So when you call a function and you begin executing its body values will be popped
and pushed onto the stack beside the activation record. So think back to the
code generation for plus and minus and if then else intermediate values were being
pushed and popped from the stack And so what this means is that these variables
that are in the activation record are not at a fixed offset From the stack pointer.
So we can't use the stack point very easily to the side or to find those
variables. So the solution is to use the frame pointer. The frame pointer always
points to the return address in the activation record and because it doesn't
move during the execution of the function body, we can always find the variables at
the same place relative to the frame pointer. So, how do we do that? Well,
let's consider the [inaudible] argument, X of I and does the [inaudible] argument to
the, to the function. So where is that going to be relative to the frame pointer?

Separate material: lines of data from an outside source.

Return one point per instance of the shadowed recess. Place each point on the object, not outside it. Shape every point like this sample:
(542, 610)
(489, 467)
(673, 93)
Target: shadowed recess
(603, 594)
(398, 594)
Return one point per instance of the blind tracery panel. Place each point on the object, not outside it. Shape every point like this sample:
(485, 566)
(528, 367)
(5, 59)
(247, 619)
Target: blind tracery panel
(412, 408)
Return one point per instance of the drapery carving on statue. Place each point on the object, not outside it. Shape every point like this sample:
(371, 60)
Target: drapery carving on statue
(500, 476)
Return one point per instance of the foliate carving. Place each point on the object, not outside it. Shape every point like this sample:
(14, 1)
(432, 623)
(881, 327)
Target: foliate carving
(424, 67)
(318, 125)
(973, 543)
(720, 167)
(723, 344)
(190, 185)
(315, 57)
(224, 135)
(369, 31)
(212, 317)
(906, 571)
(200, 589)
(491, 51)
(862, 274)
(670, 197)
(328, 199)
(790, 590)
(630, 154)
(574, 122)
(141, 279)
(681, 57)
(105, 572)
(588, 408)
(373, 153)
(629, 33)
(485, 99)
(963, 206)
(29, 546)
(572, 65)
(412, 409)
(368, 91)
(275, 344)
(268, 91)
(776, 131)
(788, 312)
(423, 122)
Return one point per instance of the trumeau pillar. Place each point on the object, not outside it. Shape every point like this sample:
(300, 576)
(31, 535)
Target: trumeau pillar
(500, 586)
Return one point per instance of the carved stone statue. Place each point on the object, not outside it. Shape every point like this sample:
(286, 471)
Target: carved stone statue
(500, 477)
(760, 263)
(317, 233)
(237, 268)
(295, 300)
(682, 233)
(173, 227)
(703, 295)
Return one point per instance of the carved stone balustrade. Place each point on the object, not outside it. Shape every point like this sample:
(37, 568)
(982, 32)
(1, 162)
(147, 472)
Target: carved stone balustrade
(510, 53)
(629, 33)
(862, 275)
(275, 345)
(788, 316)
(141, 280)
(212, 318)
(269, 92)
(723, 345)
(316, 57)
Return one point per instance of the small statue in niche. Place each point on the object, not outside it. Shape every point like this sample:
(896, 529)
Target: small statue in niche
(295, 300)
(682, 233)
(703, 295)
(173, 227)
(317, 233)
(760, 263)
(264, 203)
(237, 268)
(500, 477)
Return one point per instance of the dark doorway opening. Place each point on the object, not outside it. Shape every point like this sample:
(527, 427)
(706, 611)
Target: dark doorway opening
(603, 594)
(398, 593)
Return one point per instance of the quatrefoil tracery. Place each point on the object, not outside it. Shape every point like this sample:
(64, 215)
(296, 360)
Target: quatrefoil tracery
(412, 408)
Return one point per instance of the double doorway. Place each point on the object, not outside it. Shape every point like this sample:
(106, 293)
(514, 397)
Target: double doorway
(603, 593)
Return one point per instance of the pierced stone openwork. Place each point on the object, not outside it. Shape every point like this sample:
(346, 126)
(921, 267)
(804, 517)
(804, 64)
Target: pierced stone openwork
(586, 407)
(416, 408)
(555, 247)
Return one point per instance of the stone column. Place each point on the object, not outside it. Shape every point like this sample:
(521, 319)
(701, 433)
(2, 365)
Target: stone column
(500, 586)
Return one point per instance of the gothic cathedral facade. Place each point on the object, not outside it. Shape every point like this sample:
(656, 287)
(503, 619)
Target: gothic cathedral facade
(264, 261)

That will be at offset Z from the frame pointer And Z is just four times I. Right,
and this is actually the reason here for generating for pushing the arguments on
the stack in reverse order, starting with the last argument to the function, because
it just makes this index calculation simple. It wouldn't be that much more
complicated if we pushed the arguments in the other order. It just makes it a little
easier to see how the indexing works And anyway this index, this offset, is being
calculated at compile time. So, notice that this number, this four times I, is
something that the compiler knows, and what we're putting in the code here is
just a fixed offset. So, we are not actually doing that multiplication at run
time. See here is just a number, as computed statically by the compiler. So
anyway We just load and off send Z which is the four times I where I is the index,
the position of the variable in the list of parameters. At that offset from the
frame pointer, that's where XI is stored in the activation record And we just load
it into the accumulator. So that is the entire code generation for a variable
reference. Here's a little example. So for the function, the hypothetical function
that we've been looking at, with two parameters x and y. X is going to be at
the frame pointer +four and y will be at the frame pointer +eight. So to summarize
the main point's one very important thing is that the activation record has to be
designed together with the code generation. So you have to do these things
at the same time. You can't just design the activation record without thinking
about what code you're going to generate And you can't just think about generating
code without making some decisions about where the data is going to be lived. So
the code and the data it manipulates, have to be designed simultaneously. Code
generation can be done by a recursive [inaudible] of the abstract syntax street,
so just like type checking. Cogeneration can be expressed as a r ecursive tree-walk
And that's a very handy way to think about cogeneration because it allows you to
think about one case at a time without having to get mixed up thinking about all
the different constructs at one time. >> And finally I recommend that you use a
stack machine for your compiler. So if you're implementing a course project, the
stack machine is the simplest discipline and it gives you a nice framework for
think, for breaking up the project into manageable pieces. And because of that
simplicity, I think it's a really good way to learn about writing compilers. Now, it
is important to realize that production compilers do, do some different things.
They're not quite as simple as, the stack machine cogeneration that we have outlined
in the last few videos. So, the main differences, or, or, the main difference,
is that the big emphasis in a production compiler is on keeping values and
registers. It's much more efficient to do operations out of registers than to be
saving and loading values from the stack And so, especially the values in the
current activation record or current stack frame. It, in production compiler we try
to keep those in registers instead of on the stack And also, typically a pressure
compiler, to the extent that it has to use temporaries, in the activation record.
These would be resolved, laid out directly in the activation record, not pushed and
popped from the stack. That means they'd be assigned, pre-assigned locations in the
activation record, just like, the function arguments in the simple language we looked
at are assigned fixed positions in the activation record. So those temporary
values would also be assigned fixed positions, so you could save the trouble
of manipulating the stack pointer.